These are some of the thoughts I’ve had in relation to the BloggerCon Overload session led by Robert Scoble. A lot of the discussion was focused at how to navigate the deluge of information that comes from being subscribed to a lot of blogs. Possible solutions raised were collaborative filtering and recommendation systems (such as the attention.xml effort), additional metadata, and filtering by intermediaries. There’s another parallel problem in how to deal with there being millions of blogs, and how do you pick the blogs to read. I think the latter problem is more general. How does the average user end up being able to include blogs in their reading habits? How do we structure a system for end users that doesn’t impose the same kind of intermediary or chanel delivery system that blogs are supposed to work around?

I didn’t really hear any comments about looking at the real end user problem for this. Reading blogs is still very much a geek activity, except the cases where people have set up sites to syndicate other content and that’s how it makes it to the users. How could we integrate a set of tools so that the knitting story that Scoble tells applies to general users? Scoble spoke about looking up some crafts activity (I think it was knitting, maybe I’m wrong there though). He did a search on Technorati and found out who the mavens in that community were based on the linking habits. That’s fantastic! But not the kind of thing we can expect the average user to do. For me the question is more how do we make a system that uses that data like Scoble did, but applies an interface suitable for the average user? Is such a system even realistic? If so is it desirable? To a degree we already have an authority system based in linking in the way that Google does page ranking. So what would be differentiating about the system based on blogs instead of pages? Is the important aspect that we can subscribe to a resource? Or that we can “join in the conversation” thanks to Technorati or trackbacks or feedster?

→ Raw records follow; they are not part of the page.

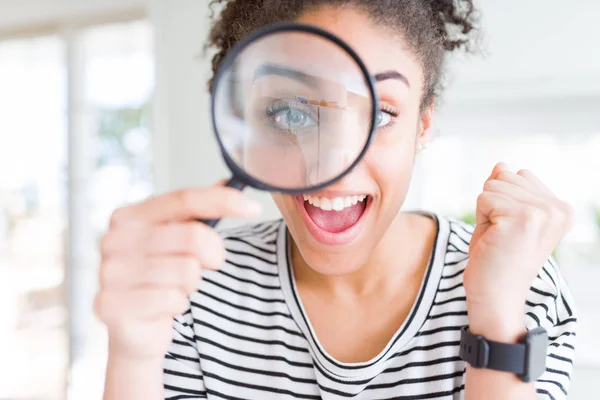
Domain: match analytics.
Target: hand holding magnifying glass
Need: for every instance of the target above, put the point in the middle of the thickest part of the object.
(293, 110)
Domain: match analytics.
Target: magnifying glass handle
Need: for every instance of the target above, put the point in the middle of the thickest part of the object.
(233, 182)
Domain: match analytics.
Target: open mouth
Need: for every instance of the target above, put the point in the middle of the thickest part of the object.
(334, 220)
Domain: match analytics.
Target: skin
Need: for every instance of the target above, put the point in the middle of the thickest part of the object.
(153, 253)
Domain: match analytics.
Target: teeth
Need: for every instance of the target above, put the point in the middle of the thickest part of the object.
(336, 203)
(325, 204)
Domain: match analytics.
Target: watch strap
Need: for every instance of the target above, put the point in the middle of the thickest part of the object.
(483, 353)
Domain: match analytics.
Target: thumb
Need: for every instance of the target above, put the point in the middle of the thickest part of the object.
(499, 167)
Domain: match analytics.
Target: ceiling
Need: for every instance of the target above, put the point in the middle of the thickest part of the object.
(536, 46)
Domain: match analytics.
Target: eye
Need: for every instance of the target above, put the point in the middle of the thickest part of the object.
(385, 116)
(290, 117)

For me, the major advance in the habit of blogging is the recognition that there is value in loosely coupled group activity. That a group of people working together to discuss and monitor information are able to “emerge” interesting topics to the front of the content flow. That’s a reversal of what computer scientists and programmers normally look for. We tend to ignore the social issues and look for ways to use just the data itself to make new systems. The group action that arises in the blogosphere in general is a result not of one person having a great tool, but of a group of people being able to do little bits and peices. No one has authority, and yet the group can provide useful information from complex interactions. I think if we empower any one part of the system too much that system could break down. And that’s what I really think of when talking about how to make it possible to consume massive quantities of blog posts. We’re thinking about how to empower the parts that have traditionally worked, the A-list bloggers who currently get a lot of attention, so that they can do more. What we should be talking about is how to spread out the activity, not concentrate it. How do we get more people involved so that there is less filtering that needs to be done? The question in this area I think should follow the direction that attention.xml is taking. Not how do I read 15,000 posts, but how do I find the 10 other people who post exactly the 20 stories a day that I want to read? And of course, how can I continue to tune that list of 10 people so I don’t get locked into a static channel?